There is an ancient Chinese tradition of dancers wearing masks of animals or mythical creatures; in texts such as the Classic of Documents, descriptions of dances of wild beasts and phoenixes could be masked dances. In Qin dynasty works are descriptions of dancers performing exorcism rituals and wearing bear masks; Han dynasty texts mention "mimes" (象人) imitating fish, dragons, and phoenixes. However, the lion is not present in China before the Han Dynasty, so it is assumed that the lion dance came from countries such as Persia and was introduced to China via Central Asia; other authors consider an Indian origin. According to ethnomusicologist Laurence Picken (en), the Chinese word for "lion," shi (獅, once written 師), may be derived from the Persian word šer. The word shi(zi) meaning "lion" appears in Han Dynasty texts in close association with Central Asia (an earlier term that had become obsolete was suanni (狻麑 or 狻猊)); lions were presented to the Han court by ambassadors from the Parthian Empire.

Detailed descriptions of the lion dance appear in the Tang Dynasty; at that time, writers and poets considered it a foreign dance. However, similar dances may have been noticed in China as early as the third century CE, with Meng Kang (孟康), a scholar of the Three Kingdoms period, describing "lion scenes" in a commentary on the Hanshu.
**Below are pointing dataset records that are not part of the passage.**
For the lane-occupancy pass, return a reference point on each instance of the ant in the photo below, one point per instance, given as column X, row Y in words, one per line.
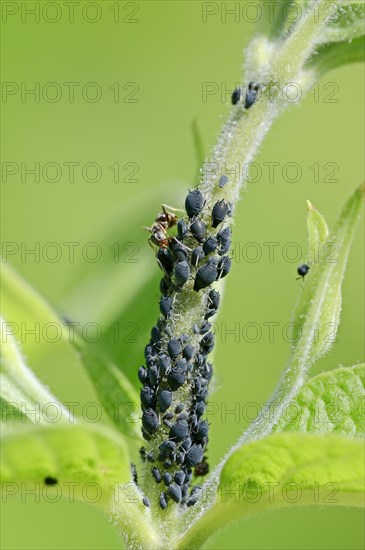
column 163, row 221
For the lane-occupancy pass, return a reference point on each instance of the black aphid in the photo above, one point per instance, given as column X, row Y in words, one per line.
column 182, row 229
column 149, row 421
column 174, row 491
column 148, row 397
column 194, row 455
column 198, row 230
column 201, row 469
column 176, row 378
column 179, row 477
column 206, row 274
column 164, row 259
column 222, row 181
column 165, row 305
column 197, row 255
column 251, row 95
column 163, row 501
column 166, row 478
column 181, row 272
column 142, row 375
column 236, row 96
column 303, row 270
column 164, row 399
column 207, row 342
column 164, row 363
column 156, row 474
column 49, row 480
column 202, row 430
column 194, row 203
column 224, row 267
column 219, row 212
column 179, row 430
column 210, row 245
column 174, row 347
column 188, row 352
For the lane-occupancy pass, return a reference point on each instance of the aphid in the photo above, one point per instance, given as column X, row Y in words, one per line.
column 155, row 334
column 149, row 421
column 179, row 251
column 167, row 447
column 156, row 474
column 164, row 399
column 174, row 491
column 219, row 212
column 179, row 430
column 179, row 477
column 163, row 501
column 201, row 469
column 194, row 455
column 186, row 444
column 236, row 96
column 174, row 347
column 166, row 478
column 205, row 327
column 210, row 245
column 224, row 267
column 142, row 374
column 214, row 299
column 182, row 229
column 222, row 181
column 251, row 94
column 176, row 378
column 188, row 352
column 165, row 284
column 179, row 457
column 148, row 397
column 194, row 203
column 224, row 235
column 200, row 409
column 197, row 255
column 207, row 342
column 198, row 230
column 182, row 365
column 165, row 260
column 206, row 274
column 165, row 363
column 154, row 374
column 165, row 305
column 202, row 430
column 134, row 473
column 302, row 271
column 49, row 480
column 163, row 221
column 181, row 273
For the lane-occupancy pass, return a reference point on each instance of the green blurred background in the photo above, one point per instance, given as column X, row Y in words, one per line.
column 162, row 54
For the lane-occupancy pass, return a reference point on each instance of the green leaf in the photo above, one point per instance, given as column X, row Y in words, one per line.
column 116, row 393
column 317, row 230
column 80, row 454
column 337, row 54
column 45, row 339
column 281, row 471
column 22, row 394
column 317, row 313
column 330, row 402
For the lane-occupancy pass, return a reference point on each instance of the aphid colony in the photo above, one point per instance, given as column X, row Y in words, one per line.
column 177, row 431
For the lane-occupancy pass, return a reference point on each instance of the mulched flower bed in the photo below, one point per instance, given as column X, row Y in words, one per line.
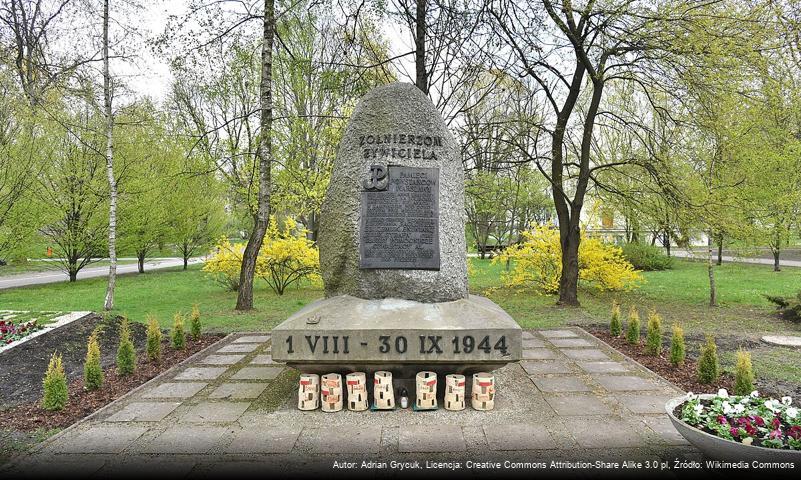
column 684, row 376
column 31, row 416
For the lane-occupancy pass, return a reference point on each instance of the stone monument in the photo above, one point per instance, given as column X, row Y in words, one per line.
column 393, row 255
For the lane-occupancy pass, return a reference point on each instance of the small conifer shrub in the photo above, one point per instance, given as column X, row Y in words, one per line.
column 55, row 385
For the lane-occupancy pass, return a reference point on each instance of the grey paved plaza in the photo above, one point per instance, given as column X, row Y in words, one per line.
column 572, row 398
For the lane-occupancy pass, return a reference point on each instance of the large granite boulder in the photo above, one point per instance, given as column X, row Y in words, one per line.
column 395, row 126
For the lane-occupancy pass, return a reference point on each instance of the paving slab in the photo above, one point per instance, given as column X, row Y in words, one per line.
column 196, row 439
column 544, row 367
column 222, row 359
column 239, row 348
column 144, row 412
column 539, row 354
column 238, row 391
column 431, row 438
column 542, row 404
column 645, row 404
column 663, row 427
column 518, row 437
column 257, row 373
column 201, row 373
column 578, row 405
column 585, row 354
column 558, row 333
column 571, row 342
column 175, row 390
column 101, row 439
column 264, row 360
column 624, row 383
column 252, row 339
column 213, row 412
column 362, row 439
column 603, row 367
column 533, row 343
column 603, row 432
column 561, row 384
column 258, row 439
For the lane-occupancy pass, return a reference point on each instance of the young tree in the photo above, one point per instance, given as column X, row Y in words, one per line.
column 571, row 53
column 108, row 303
column 71, row 194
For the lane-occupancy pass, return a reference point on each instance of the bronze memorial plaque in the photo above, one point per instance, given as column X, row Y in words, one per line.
column 399, row 225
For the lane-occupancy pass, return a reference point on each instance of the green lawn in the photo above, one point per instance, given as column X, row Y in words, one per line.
column 680, row 295
column 162, row 293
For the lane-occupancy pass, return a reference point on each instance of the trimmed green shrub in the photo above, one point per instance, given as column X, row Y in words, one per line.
column 55, row 385
column 646, row 257
column 126, row 353
column 615, row 326
column 789, row 308
column 743, row 374
column 633, row 330
column 677, row 348
column 92, row 370
column 708, row 363
column 153, row 339
column 194, row 323
column 653, row 337
column 178, row 336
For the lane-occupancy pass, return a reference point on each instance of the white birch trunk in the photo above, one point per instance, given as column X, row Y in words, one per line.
column 112, row 183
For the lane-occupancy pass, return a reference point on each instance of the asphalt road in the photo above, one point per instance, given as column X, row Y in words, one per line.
column 23, row 279
column 703, row 254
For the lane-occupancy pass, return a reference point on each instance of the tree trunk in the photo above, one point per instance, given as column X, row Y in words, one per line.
column 568, row 281
column 713, row 292
column 244, row 299
column 108, row 304
column 421, row 77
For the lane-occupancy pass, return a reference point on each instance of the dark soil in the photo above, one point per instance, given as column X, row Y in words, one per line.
column 30, row 416
column 686, row 375
column 24, row 366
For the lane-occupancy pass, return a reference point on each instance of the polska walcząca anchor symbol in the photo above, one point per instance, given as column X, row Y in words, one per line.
column 377, row 178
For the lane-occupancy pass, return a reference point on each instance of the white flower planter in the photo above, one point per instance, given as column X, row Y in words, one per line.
column 722, row 449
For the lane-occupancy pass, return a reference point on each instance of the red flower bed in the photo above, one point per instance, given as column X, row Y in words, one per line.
column 11, row 332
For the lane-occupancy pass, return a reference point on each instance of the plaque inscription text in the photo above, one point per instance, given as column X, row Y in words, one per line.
column 399, row 225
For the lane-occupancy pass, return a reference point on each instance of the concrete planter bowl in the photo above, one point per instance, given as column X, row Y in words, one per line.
column 717, row 448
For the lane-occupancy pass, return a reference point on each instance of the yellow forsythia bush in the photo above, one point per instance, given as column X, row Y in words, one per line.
column 225, row 263
column 538, row 263
column 286, row 257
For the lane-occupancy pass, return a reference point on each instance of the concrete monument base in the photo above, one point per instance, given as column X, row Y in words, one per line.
column 346, row 333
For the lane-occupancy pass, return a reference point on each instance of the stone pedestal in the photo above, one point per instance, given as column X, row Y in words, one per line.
column 346, row 333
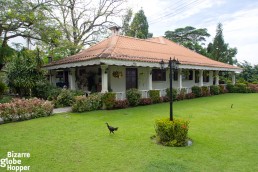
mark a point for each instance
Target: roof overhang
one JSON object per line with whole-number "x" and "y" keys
{"x": 106, "y": 61}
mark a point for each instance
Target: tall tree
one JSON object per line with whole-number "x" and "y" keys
{"x": 219, "y": 50}
{"x": 189, "y": 37}
{"x": 82, "y": 21}
{"x": 139, "y": 27}
{"x": 23, "y": 18}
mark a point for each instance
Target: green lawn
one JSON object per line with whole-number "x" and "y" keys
{"x": 224, "y": 138}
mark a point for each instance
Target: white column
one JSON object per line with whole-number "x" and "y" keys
{"x": 216, "y": 77}
{"x": 179, "y": 79}
{"x": 200, "y": 78}
{"x": 104, "y": 78}
{"x": 72, "y": 79}
{"x": 150, "y": 78}
{"x": 233, "y": 78}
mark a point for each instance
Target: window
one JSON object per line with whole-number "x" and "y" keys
{"x": 158, "y": 75}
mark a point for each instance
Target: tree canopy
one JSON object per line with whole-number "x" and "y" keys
{"x": 219, "y": 50}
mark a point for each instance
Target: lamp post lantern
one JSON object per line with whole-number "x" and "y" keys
{"x": 173, "y": 65}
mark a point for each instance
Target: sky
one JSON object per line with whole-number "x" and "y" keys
{"x": 239, "y": 20}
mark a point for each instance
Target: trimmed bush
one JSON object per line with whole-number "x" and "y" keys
{"x": 133, "y": 96}
{"x": 205, "y": 91}
{"x": 23, "y": 109}
{"x": 65, "y": 98}
{"x": 197, "y": 91}
{"x": 121, "y": 104}
{"x": 174, "y": 93}
{"x": 154, "y": 96}
{"x": 214, "y": 90}
{"x": 172, "y": 133}
{"x": 90, "y": 103}
{"x": 190, "y": 96}
{"x": 145, "y": 101}
{"x": 108, "y": 100}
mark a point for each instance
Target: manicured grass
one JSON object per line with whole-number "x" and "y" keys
{"x": 225, "y": 138}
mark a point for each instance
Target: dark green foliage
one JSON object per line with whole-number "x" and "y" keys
{"x": 205, "y": 91}
{"x": 219, "y": 50}
{"x": 154, "y": 96}
{"x": 145, "y": 101}
{"x": 121, "y": 104}
{"x": 90, "y": 103}
{"x": 109, "y": 100}
{"x": 139, "y": 27}
{"x": 3, "y": 88}
{"x": 65, "y": 98}
{"x": 174, "y": 93}
{"x": 172, "y": 133}
{"x": 190, "y": 96}
{"x": 133, "y": 96}
{"x": 197, "y": 91}
{"x": 214, "y": 90}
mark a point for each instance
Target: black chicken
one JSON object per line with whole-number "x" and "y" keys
{"x": 111, "y": 129}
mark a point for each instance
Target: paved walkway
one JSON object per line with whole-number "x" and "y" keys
{"x": 62, "y": 110}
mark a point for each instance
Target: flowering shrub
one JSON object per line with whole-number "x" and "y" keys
{"x": 23, "y": 109}
{"x": 205, "y": 91}
{"x": 121, "y": 104}
{"x": 172, "y": 133}
{"x": 214, "y": 90}
{"x": 197, "y": 91}
{"x": 108, "y": 100}
{"x": 133, "y": 96}
{"x": 154, "y": 95}
{"x": 83, "y": 103}
{"x": 145, "y": 101}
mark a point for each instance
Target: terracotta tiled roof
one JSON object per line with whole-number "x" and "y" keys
{"x": 145, "y": 50}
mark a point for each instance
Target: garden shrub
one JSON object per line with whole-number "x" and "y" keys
{"x": 3, "y": 88}
{"x": 172, "y": 133}
{"x": 253, "y": 88}
{"x": 222, "y": 89}
{"x": 205, "y": 91}
{"x": 214, "y": 90}
{"x": 23, "y": 109}
{"x": 90, "y": 103}
{"x": 154, "y": 96}
{"x": 189, "y": 96}
{"x": 64, "y": 99}
{"x": 145, "y": 101}
{"x": 197, "y": 91}
{"x": 133, "y": 96}
{"x": 181, "y": 95}
{"x": 230, "y": 88}
{"x": 121, "y": 104}
{"x": 108, "y": 100}
{"x": 174, "y": 93}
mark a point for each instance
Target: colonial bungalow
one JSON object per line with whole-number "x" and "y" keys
{"x": 119, "y": 63}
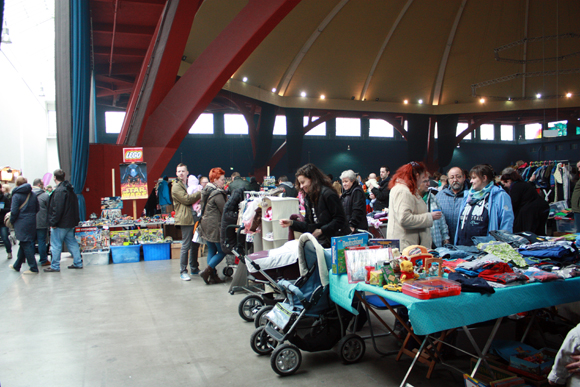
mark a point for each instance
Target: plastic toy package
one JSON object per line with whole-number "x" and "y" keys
{"x": 360, "y": 261}
{"x": 433, "y": 287}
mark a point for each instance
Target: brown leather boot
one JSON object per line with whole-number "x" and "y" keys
{"x": 214, "y": 278}
{"x": 206, "y": 274}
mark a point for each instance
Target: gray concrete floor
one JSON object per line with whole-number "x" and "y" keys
{"x": 138, "y": 324}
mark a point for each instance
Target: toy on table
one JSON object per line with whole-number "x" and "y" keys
{"x": 407, "y": 272}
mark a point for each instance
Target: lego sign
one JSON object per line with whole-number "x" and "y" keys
{"x": 132, "y": 155}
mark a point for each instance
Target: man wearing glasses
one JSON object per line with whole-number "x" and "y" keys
{"x": 451, "y": 197}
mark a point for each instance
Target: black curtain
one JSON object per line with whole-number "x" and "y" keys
{"x": 294, "y": 138}
{"x": 417, "y": 136}
{"x": 265, "y": 130}
{"x": 446, "y": 128}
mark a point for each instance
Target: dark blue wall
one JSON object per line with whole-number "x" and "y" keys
{"x": 234, "y": 152}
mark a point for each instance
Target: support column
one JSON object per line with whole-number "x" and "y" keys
{"x": 169, "y": 123}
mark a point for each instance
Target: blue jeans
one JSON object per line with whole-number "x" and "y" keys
{"x": 67, "y": 235}
{"x": 4, "y": 233}
{"x": 214, "y": 254}
{"x": 41, "y": 234}
{"x": 26, "y": 251}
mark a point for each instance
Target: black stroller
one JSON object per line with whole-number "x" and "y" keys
{"x": 307, "y": 319}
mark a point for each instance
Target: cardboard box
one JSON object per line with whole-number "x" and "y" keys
{"x": 339, "y": 244}
{"x": 175, "y": 250}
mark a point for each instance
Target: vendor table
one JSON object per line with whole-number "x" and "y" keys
{"x": 441, "y": 314}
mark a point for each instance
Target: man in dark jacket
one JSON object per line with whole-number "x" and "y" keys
{"x": 41, "y": 221}
{"x": 4, "y": 232}
{"x": 23, "y": 217}
{"x": 237, "y": 182}
{"x": 289, "y": 190}
{"x": 63, "y": 217}
{"x": 382, "y": 192}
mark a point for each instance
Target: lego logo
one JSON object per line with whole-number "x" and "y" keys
{"x": 134, "y": 155}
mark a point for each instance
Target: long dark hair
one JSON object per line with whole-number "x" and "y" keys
{"x": 318, "y": 180}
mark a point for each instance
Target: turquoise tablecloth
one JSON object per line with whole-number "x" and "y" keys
{"x": 429, "y": 316}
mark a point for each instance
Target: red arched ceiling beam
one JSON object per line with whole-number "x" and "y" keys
{"x": 168, "y": 125}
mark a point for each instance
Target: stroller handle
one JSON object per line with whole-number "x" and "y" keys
{"x": 291, "y": 288}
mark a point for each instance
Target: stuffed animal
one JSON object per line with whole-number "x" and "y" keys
{"x": 407, "y": 272}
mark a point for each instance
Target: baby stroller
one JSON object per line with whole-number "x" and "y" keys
{"x": 264, "y": 269}
{"x": 306, "y": 320}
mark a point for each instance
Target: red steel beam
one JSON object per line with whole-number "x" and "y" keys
{"x": 170, "y": 122}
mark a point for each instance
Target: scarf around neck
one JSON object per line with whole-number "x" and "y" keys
{"x": 476, "y": 196}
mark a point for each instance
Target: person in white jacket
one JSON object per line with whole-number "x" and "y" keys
{"x": 566, "y": 369}
{"x": 409, "y": 220}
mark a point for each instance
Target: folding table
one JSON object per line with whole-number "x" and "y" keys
{"x": 442, "y": 314}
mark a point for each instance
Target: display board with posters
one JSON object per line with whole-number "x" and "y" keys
{"x": 134, "y": 181}
{"x": 92, "y": 238}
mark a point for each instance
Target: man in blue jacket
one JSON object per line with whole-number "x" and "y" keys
{"x": 451, "y": 197}
{"x": 63, "y": 217}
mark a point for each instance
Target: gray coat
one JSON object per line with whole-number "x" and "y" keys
{"x": 42, "y": 215}
{"x": 213, "y": 200}
{"x": 24, "y": 220}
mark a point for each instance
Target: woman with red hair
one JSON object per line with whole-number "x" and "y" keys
{"x": 409, "y": 220}
{"x": 213, "y": 199}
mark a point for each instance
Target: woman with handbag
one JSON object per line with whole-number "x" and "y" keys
{"x": 213, "y": 200}
{"x": 23, "y": 217}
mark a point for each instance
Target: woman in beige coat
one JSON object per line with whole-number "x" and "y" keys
{"x": 409, "y": 220}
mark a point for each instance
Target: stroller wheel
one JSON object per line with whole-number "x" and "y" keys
{"x": 351, "y": 348}
{"x": 260, "y": 317}
{"x": 249, "y": 306}
{"x": 286, "y": 359}
{"x": 261, "y": 342}
{"x": 228, "y": 271}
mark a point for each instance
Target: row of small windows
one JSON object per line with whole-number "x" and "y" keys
{"x": 348, "y": 127}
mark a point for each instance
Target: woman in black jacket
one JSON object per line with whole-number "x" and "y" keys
{"x": 530, "y": 210}
{"x": 325, "y": 216}
{"x": 354, "y": 202}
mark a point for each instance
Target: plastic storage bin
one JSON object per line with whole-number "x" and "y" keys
{"x": 126, "y": 254}
{"x": 157, "y": 251}
{"x": 96, "y": 258}
{"x": 434, "y": 287}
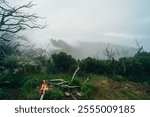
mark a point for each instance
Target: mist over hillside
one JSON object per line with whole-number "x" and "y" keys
{"x": 91, "y": 49}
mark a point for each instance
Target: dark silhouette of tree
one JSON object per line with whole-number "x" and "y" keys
{"x": 13, "y": 20}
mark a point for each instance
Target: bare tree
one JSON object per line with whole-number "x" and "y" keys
{"x": 13, "y": 19}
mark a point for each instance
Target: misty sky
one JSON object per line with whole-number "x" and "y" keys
{"x": 110, "y": 21}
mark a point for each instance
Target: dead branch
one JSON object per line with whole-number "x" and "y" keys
{"x": 14, "y": 20}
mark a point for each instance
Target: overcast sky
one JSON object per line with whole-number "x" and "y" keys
{"x": 110, "y": 21}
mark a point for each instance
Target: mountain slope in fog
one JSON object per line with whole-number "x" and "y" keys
{"x": 91, "y": 49}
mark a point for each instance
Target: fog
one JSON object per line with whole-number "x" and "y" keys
{"x": 108, "y": 21}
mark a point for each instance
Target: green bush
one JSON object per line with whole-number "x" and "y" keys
{"x": 54, "y": 93}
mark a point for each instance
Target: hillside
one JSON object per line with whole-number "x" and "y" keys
{"x": 91, "y": 49}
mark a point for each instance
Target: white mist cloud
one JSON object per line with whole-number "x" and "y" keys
{"x": 113, "y": 21}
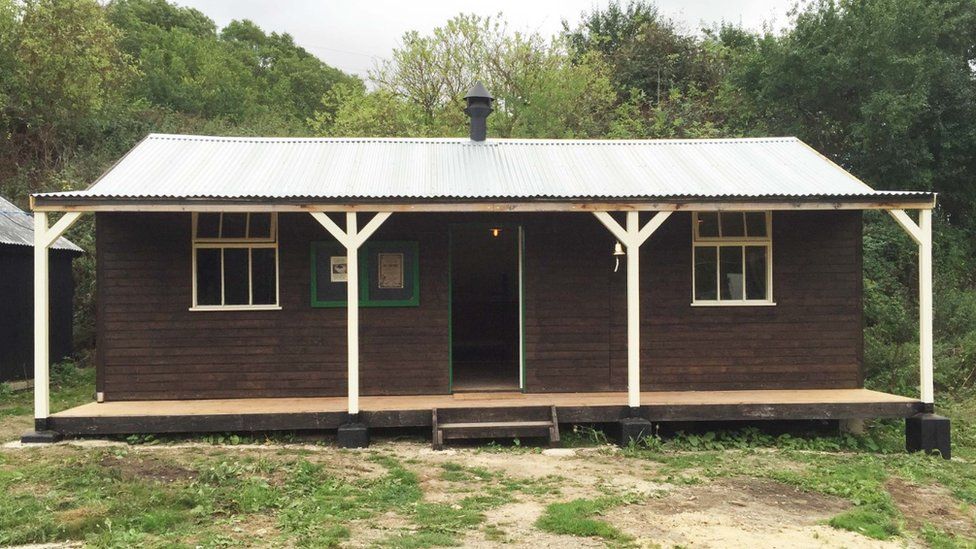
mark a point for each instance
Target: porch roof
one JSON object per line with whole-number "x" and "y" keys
{"x": 182, "y": 169}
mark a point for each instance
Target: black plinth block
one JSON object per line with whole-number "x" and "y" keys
{"x": 928, "y": 433}
{"x": 353, "y": 435}
{"x": 40, "y": 437}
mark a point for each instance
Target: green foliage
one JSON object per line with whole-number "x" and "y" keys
{"x": 539, "y": 90}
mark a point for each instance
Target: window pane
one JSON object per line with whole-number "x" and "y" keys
{"x": 208, "y": 225}
{"x": 730, "y": 271}
{"x": 756, "y": 223}
{"x": 706, "y": 273}
{"x": 235, "y": 276}
{"x": 233, "y": 226}
{"x": 259, "y": 226}
{"x": 263, "y": 276}
{"x": 208, "y": 276}
{"x": 731, "y": 224}
{"x": 755, "y": 272}
{"x": 708, "y": 224}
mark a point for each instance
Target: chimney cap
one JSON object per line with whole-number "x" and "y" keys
{"x": 478, "y": 91}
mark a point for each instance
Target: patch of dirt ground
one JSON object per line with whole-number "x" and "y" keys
{"x": 931, "y": 504}
{"x": 131, "y": 466}
{"x": 740, "y": 512}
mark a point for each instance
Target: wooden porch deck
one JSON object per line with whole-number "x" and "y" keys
{"x": 271, "y": 414}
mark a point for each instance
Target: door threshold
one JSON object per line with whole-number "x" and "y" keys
{"x": 487, "y": 394}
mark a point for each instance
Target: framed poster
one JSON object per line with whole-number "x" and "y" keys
{"x": 338, "y": 268}
{"x": 390, "y": 275}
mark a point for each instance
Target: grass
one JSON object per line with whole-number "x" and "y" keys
{"x": 71, "y": 385}
{"x": 576, "y": 518}
{"x": 283, "y": 495}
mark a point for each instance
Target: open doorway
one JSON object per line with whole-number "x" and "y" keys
{"x": 485, "y": 308}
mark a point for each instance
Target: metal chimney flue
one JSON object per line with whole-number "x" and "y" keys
{"x": 479, "y": 107}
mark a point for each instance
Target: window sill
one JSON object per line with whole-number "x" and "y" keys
{"x": 733, "y": 303}
{"x": 235, "y": 308}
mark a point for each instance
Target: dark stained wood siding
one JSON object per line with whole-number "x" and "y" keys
{"x": 152, "y": 346}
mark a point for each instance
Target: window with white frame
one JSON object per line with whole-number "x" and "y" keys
{"x": 235, "y": 260}
{"x": 732, "y": 259}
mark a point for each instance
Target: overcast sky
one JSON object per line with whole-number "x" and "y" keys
{"x": 350, "y": 34}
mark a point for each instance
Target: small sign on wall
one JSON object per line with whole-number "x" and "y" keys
{"x": 339, "y": 268}
{"x": 390, "y": 271}
{"x": 389, "y": 274}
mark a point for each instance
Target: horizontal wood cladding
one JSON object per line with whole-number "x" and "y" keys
{"x": 150, "y": 346}
{"x": 576, "y": 306}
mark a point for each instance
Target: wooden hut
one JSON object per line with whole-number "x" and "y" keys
{"x": 480, "y": 285}
{"x": 16, "y": 274}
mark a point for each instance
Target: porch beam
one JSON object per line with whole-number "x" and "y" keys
{"x": 44, "y": 237}
{"x": 632, "y": 237}
{"x": 42, "y": 204}
{"x": 352, "y": 238}
{"x": 921, "y": 233}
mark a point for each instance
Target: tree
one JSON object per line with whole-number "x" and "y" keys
{"x": 64, "y": 75}
{"x": 539, "y": 90}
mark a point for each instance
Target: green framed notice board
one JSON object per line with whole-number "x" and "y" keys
{"x": 389, "y": 274}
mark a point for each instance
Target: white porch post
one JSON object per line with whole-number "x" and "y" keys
{"x": 42, "y": 401}
{"x": 633, "y": 313}
{"x": 921, "y": 233}
{"x": 352, "y": 238}
{"x": 43, "y": 238}
{"x": 352, "y": 314}
{"x": 925, "y": 307}
{"x": 632, "y": 237}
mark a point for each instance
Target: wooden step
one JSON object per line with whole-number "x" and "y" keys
{"x": 497, "y": 423}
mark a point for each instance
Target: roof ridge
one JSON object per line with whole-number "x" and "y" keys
{"x": 465, "y": 140}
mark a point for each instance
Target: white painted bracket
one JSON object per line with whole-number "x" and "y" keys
{"x": 352, "y": 239}
{"x": 632, "y": 237}
{"x": 921, "y": 233}
{"x": 44, "y": 236}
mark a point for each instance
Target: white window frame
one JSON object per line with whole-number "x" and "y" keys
{"x": 743, "y": 241}
{"x": 250, "y": 244}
These early mentions associate it with Buddhism: in a Northern Wei Dynasty text, Description of Buddhist Temples in Luoyang (洛陽伽藍記), a parade of a Buddha statue from Changqiu Temple (長秋寺) is led by a lion to drive away evil spirits.


Type of parades and shows

Opening of a restaurant

When opening a new restaurant, the owner usually requests a lion show to attract luck and fortune.


The show always begins with the lion waking up and greeting people, then the lion goes around inviting them into the new restaurant.


The owner prepares the table for the guests and the lion at the same time, so that when the lion brings the guests in, they can see that they are healthy and lucky.



Lunar New Year

This is a traditional show in which the lion wakes up and greets everyone. Then he goes around playing with people, giving them gifts and spending time with them.


After a while, the lion shows his best move.

They may jump and stay in a nice pose. Each lion has at least one particular routine that we call a Combo.

Then they wait for the guide to set up the scenario.

The scenario starts with a lion playing with and taking clementines, then they discover and play around a plate full of fruit, which is considered a treasure. All the lions want this treasure and fight until the strongest and most fearless one wins.


The others go around and give them luck and happiness in the form of a fortune cookie or a clementine, which is considered a gold bar.

The other lion then fetches the salad, which represents luck, hanging on a tree. He takes the outer part to distribute to the guests, and keeps the heart of the salad, which is the best part, for the guest of honor. When the lion who won the treasure has finished preparing, other lions bring the heart of the salad to put on the plate to give to the guest of honor.



Before they give it to the guest of honor and say goodbye to everyone, they show the wish strip to celebrate and wish everyone the best.


At the end, they bite the guest of honor for good luck and greet everyone.